The granite-8b-code-instruct v2.0.0 foundation model can process larger prompts with an increased context window length.
- Usage
-
The following Granite Code foundation models are designed to respond to coding-related instructions and can be used to build coding assistants:
- granite-3b-code-instruct
- granite-8b-code-instruct
- granite-20b-code-instruct
- granite-34b-code-instruct
The following Granite Code foundation models are instruction-tuned versions of the granite-20b-code-base foundation model that are designed for text-to-SQL generation tasks.
- granite-20b-code-base-schema-linking
- granite-20b-code-base-sql-gen
- Available sizes
-
- 3 billion parameters
- 8 billion parameters
- 20 billion parameters
- 34 billion parameters
- API pricing tier
-
Class 1.
For pricing details for the code models, see Table 2.
For pricing details for the text-to-SQL models, see Table 4.
- Availability
-
Granite Code models: Provided by IBM deployed on multitenant hardware.
Text-to-SQL code models: Deploy on demand for dedicated use.
- Try it out
-
Experiment with samples:
- Token limits
-
Context window length (input + output)
-
granite-3b-code-instruct : 128,000
The maximum new tokens, which means the tokens generated by the foundation model per request, is limited to 8,192.
-
granite-8b-code-instruct : 128,000
The maximum new tokens, which means the tokens generated by the foundation model per request, is limited to 8,192.
-
granite-20b-code-instruct : 8,192
The maximum new tokens, which means the tokens generated by the foundation model per request, is limited to 4,096.
-
granite-20b-code-base-schema-linking : 8,192
-
granite-20b-code-base-sql-gen : 8,192
-
granite-34b-code-instruct : 8,192
-
- Supported natural languages
-
English
- Supported programming languages
-
The Granite Code foundation models support 116 programming languages including Python, Javascript, Java, C++, Go, and Rust.
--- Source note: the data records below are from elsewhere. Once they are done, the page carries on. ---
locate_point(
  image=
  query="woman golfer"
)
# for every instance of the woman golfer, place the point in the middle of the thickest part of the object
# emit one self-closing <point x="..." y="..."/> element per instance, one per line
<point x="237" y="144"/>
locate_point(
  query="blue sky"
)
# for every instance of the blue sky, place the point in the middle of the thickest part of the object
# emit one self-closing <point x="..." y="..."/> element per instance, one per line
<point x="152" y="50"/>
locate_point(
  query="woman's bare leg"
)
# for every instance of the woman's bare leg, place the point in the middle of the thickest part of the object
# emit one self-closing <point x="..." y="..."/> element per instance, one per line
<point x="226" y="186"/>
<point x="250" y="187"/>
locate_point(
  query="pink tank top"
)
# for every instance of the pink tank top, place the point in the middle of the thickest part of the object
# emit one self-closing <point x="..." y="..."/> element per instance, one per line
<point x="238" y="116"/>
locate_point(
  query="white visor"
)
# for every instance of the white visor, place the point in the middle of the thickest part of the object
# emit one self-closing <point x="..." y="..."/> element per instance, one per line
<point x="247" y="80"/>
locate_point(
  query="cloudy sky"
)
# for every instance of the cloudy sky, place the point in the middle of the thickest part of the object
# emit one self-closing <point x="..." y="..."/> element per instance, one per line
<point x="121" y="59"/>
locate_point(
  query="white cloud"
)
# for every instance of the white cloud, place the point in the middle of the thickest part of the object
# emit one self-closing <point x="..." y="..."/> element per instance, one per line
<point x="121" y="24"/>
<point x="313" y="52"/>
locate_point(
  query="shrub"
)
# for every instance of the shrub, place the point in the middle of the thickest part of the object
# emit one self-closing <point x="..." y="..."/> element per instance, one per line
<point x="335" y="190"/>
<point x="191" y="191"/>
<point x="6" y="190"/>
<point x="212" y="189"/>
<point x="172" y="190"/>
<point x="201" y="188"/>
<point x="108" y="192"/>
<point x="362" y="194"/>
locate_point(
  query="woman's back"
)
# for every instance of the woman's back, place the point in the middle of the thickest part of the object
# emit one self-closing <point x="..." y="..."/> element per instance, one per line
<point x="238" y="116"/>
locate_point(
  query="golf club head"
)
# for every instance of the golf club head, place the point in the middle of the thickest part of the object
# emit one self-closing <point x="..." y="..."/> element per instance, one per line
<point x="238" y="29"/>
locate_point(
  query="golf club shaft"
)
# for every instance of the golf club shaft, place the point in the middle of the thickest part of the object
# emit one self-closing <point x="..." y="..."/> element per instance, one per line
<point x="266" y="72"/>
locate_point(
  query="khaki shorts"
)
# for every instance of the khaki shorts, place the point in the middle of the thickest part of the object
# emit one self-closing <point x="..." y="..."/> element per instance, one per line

For the full list, see IBM foundation models.
- Instruction tuning information
-
These models were fine-tuned from Granite Code base models on a combination of permissively licensed instruction data to enhance instruction-following capabilities including logical reasoning and problem-solving skills.
- Model architecture
-
Decoder
- License
-
IBM-developed foundation models are considered part of the IBM Cloud Service. For more information about contractual protections related to IBM indemnification, see the IBM Client Relationship Agreement and IBM watsonx.ai service description.
- Learn more
-
Read the following resources:
jais-13b-chat
The jais-13b-chat foundation model is a bilingual large language model for Arabic and English that is fine-tuned to support conversational tasks.
- Usage
- Supports Q&A, summarization, classification, generation, extraction, and translation in Arabic.
- Size
- 13 billion parameters
- API pricing tier
- Class 2. For pricing details, see Table 3.
- Availability
- Provided by IBM deployed on multitenant hardware in the Frankfurt data center.
- Try it out
- Sample prompt: Arabic chat
- Token limits
- Context window length (input + output): 2,048
- Supported natural languages
- Arabic (Modern Standard Arabic) and English
- Instruction tuning information
- Jais-13b-chat is based on the Jais-13b model, which is a foundation model that is trained on 116 billion Arabic tokens and 279 billion English tokens. Jais-13b-chat is fine tuned with a curated set of 4 million Arabic and 6 million English prompt-and-response pairs.
- Model architecture
- Decoder
- License
- Apache 2.0 license
- Learn more
- Read the following resources:
Llama 3.3 70B Instruct
The Meta Llama 3.3 multilingual large language model (LLM) is a pretrained and instruction tuned generative model (text in/text out) with 70 billion parameters.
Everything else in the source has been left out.